『だいたい、なんで下の連中をわざわざ呼んだんだ。』
 ちなみに、こいつは俺より、はるかに強い。

距離をつめることすらできない。

『アルベルトに惨敗したじゃない。』
 ピシッと言い放つ。

なんか、ジャスティンに対しては、ナナは厳しい。

昔、変なことでもされたんだろうか。

『だが、こいつよりはまともに戦える。』
 たしかに。
『何年も一緒にいて、何度も挑んだのに、1回も勝てなかったの、覚えてないの?』
 さらに追い討ち。
『次は勝つ。前より、さらに強くなった。』
『いつも同じこと言うじゃない。それに、銃じゃ勝てないわ。勝てるとしたら、近距離武器だと思うの。』
『まあ、次に攻めてくるときが楽しみだな。』
 次に攻めてくるってのは、ここ、ネイチャー・クラウピアの王殺害、つまり、ナナの父親を殺しに来るときだ。

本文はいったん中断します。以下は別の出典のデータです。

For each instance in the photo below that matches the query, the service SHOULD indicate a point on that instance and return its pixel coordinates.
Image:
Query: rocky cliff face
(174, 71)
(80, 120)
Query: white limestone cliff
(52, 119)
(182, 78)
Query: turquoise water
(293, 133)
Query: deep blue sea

すると、証をもつ、アルベルトに王位が継承されるからだ。

『嫌なこと言わないでよ!』
『だが、時間はなさそうだってのはわかってるだろ?』
『………』
 時間がないのか…

なら、俺は…

もっと、もっと、はやく、強くならなきゃいけない。

俺は双剣を手に持つ。

『踏み込み右上げ!』
 また踏み込み…
『さらに左上げ!』
 左足を軸にして回転して…
『双閃撃!』
 双剣を平行に突き上げる。
『ナナ嬢の兄貴はそんなの、5歳でできたぞ。』
 ジャスティンはそういい残して、膝まである黒いコートを翻し、歩いていった。

ムカつく…

けど。

やるしかない。

『円斬!』
 回転しながら、攻撃する技だ。